Deploy Deepgram Services

With Docker/Podman

Deepgram services are distributed as container images, as described in the Deployment Environments overview. We need to download and deploy these images from a container image repository. We also need to download configuration files and AI models that will be given to you directly by Deepgram.

Prerequisites

Before you begin, you will need to complete the Deployment Environments guide, as well as all sub-guides to complete your environment configuration.

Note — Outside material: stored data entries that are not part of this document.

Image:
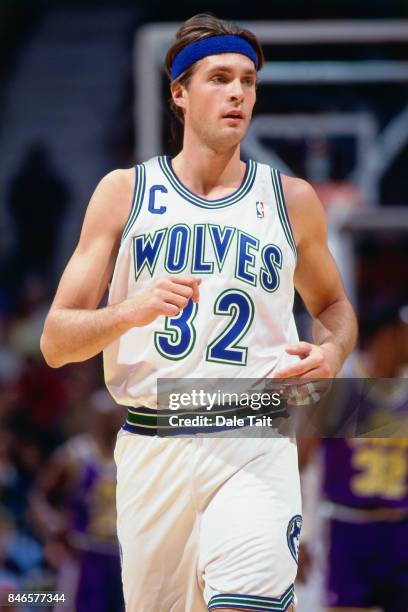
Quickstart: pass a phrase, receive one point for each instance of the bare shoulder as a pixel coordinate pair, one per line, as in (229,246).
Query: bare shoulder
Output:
(111,201)
(305,210)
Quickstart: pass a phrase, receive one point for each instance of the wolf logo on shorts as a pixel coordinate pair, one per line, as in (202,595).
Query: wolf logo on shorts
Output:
(293,535)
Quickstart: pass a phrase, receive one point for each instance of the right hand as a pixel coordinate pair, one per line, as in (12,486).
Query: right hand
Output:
(167,296)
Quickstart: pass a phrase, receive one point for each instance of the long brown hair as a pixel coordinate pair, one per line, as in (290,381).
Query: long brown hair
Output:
(204,25)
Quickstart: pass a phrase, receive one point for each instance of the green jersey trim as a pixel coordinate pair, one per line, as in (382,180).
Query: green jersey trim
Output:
(282,211)
(140,186)
(244,189)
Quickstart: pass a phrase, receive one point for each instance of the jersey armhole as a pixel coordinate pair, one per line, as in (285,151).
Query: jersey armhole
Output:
(138,193)
(282,210)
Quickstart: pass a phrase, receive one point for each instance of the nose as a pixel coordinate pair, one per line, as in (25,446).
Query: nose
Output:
(235,90)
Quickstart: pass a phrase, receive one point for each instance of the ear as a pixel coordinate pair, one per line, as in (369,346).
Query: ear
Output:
(178,93)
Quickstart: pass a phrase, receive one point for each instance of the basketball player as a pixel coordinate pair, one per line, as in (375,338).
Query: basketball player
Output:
(81,477)
(202,255)
(365,479)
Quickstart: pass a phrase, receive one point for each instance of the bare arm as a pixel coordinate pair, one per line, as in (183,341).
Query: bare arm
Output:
(318,281)
(75,328)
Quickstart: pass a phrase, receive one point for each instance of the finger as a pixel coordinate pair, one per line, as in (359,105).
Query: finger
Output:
(186,280)
(315,373)
(173,298)
(299,368)
(196,292)
(189,289)
(182,290)
(302,348)
(169,310)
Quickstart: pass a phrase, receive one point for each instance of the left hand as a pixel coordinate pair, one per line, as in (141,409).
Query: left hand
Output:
(316,361)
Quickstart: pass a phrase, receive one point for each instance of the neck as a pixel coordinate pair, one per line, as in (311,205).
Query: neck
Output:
(203,169)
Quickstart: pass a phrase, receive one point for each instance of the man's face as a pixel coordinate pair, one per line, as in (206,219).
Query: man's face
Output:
(219,99)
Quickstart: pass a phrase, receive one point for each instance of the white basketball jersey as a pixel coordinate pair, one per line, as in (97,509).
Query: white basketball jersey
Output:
(241,246)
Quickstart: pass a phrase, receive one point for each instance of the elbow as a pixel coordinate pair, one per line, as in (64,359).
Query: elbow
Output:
(47,347)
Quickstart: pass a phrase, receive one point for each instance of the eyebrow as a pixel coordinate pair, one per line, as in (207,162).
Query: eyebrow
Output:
(222,68)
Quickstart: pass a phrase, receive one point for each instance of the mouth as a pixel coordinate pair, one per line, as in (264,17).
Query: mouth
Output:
(234,115)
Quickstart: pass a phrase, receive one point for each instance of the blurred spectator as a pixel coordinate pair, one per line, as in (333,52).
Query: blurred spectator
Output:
(75,512)
(365,481)
(37,200)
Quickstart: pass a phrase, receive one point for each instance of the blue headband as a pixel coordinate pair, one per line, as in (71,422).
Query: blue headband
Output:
(214,45)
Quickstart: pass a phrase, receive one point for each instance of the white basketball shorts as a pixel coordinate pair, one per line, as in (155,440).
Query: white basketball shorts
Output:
(207,523)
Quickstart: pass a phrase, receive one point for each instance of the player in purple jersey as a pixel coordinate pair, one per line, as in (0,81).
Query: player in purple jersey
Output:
(365,484)
(74,507)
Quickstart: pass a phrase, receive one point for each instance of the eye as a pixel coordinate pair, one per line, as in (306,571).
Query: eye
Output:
(218,78)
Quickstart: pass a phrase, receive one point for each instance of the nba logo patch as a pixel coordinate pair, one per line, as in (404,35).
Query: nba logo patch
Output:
(260,210)
(293,535)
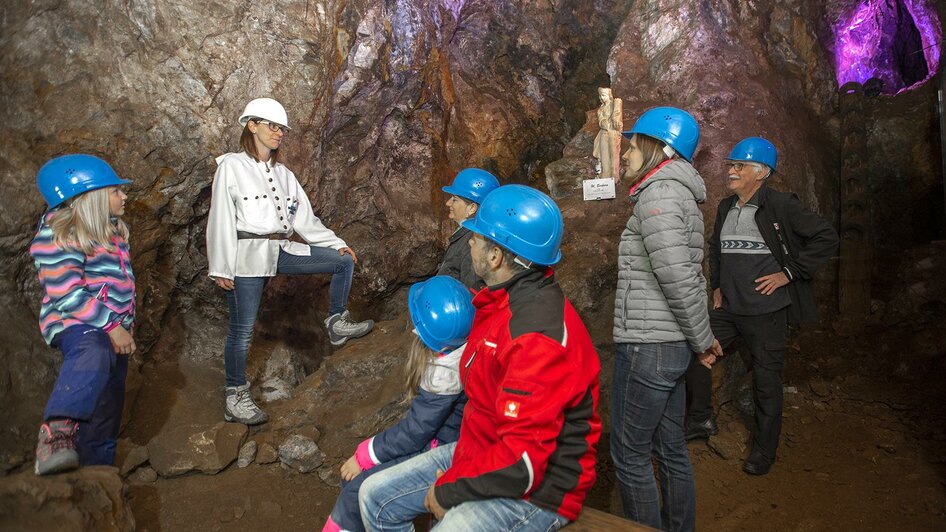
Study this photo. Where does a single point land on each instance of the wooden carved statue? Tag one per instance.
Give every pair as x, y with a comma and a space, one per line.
607, 149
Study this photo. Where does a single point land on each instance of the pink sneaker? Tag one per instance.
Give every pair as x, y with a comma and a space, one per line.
56, 449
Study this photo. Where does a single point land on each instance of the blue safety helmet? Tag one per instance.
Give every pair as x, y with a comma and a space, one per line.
522, 220
755, 149
674, 127
472, 184
442, 312
68, 176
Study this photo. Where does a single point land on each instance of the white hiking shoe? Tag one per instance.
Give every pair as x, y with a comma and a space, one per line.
56, 448
341, 329
241, 408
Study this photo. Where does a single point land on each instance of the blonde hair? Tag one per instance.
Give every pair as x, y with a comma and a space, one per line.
86, 222
653, 154
418, 358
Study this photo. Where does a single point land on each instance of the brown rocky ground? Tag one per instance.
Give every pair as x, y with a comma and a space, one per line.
860, 451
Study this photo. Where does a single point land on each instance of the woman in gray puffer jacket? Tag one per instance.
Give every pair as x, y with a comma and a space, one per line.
660, 318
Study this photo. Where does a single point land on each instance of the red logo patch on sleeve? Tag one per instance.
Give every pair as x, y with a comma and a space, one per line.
512, 409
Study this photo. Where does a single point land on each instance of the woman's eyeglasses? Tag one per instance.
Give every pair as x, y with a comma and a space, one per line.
274, 127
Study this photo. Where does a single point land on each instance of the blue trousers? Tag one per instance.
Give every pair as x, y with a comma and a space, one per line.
91, 390
648, 398
346, 513
391, 500
243, 301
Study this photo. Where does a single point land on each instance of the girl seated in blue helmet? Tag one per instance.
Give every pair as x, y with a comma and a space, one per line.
441, 309
467, 191
88, 310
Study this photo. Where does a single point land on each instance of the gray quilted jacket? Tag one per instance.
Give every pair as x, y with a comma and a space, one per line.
661, 295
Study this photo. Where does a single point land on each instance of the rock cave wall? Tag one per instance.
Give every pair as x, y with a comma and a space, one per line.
387, 100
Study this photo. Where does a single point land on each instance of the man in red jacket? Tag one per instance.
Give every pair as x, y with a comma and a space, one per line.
526, 454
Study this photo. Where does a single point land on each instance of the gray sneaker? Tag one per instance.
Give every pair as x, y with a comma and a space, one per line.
241, 408
56, 449
341, 329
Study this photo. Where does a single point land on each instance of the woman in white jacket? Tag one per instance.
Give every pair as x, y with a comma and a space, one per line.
257, 206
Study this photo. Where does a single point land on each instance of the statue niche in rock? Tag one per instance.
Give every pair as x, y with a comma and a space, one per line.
607, 148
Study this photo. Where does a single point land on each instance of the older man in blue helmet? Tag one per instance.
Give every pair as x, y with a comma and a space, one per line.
764, 252
525, 458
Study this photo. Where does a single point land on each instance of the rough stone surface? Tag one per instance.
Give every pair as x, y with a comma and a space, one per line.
388, 100
186, 448
89, 498
301, 453
267, 454
144, 475
247, 454
135, 457
284, 369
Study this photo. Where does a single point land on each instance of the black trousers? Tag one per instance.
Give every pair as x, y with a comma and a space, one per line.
766, 337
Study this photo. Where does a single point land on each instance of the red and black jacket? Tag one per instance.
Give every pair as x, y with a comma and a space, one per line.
531, 425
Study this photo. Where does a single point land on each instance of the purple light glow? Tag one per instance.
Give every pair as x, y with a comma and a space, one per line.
878, 39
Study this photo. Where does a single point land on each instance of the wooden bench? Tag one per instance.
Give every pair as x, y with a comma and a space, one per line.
592, 520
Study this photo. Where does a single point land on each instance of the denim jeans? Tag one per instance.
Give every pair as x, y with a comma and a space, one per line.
243, 301
648, 397
90, 389
391, 499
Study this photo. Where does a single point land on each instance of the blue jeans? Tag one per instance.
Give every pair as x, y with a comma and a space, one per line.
243, 301
91, 390
391, 499
346, 512
648, 398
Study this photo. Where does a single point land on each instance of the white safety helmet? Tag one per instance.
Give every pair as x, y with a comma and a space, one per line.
267, 109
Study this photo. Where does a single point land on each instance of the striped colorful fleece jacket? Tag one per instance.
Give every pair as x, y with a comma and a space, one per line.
96, 290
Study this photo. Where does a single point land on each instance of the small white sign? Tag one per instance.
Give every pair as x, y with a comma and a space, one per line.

You will also need to complete the Self Service Licensing & Credentials guide to authenticate your products with Deepgram's licensing servers and pull Deepgram container images from Quay.

Get Deepgram Products

Cache Container Image Repository Credentials

Use the image repository credentials you generated in the self-service on-prem licensing and credentials guide to login to Quay on your deployment environment. Once your credentials are cached locally, you should not have to log in again (until after you manually log out).

docker login quay.io
# Complete with login information generated in Deepgram Console

Pull Deepgram container images

  1. Identify the latest on-prem release in the Deepgram Changelog. Filter by "On-Prem", and select the latest release. You can use either the container image tag or the release tag listed for all images referenced in this documentation.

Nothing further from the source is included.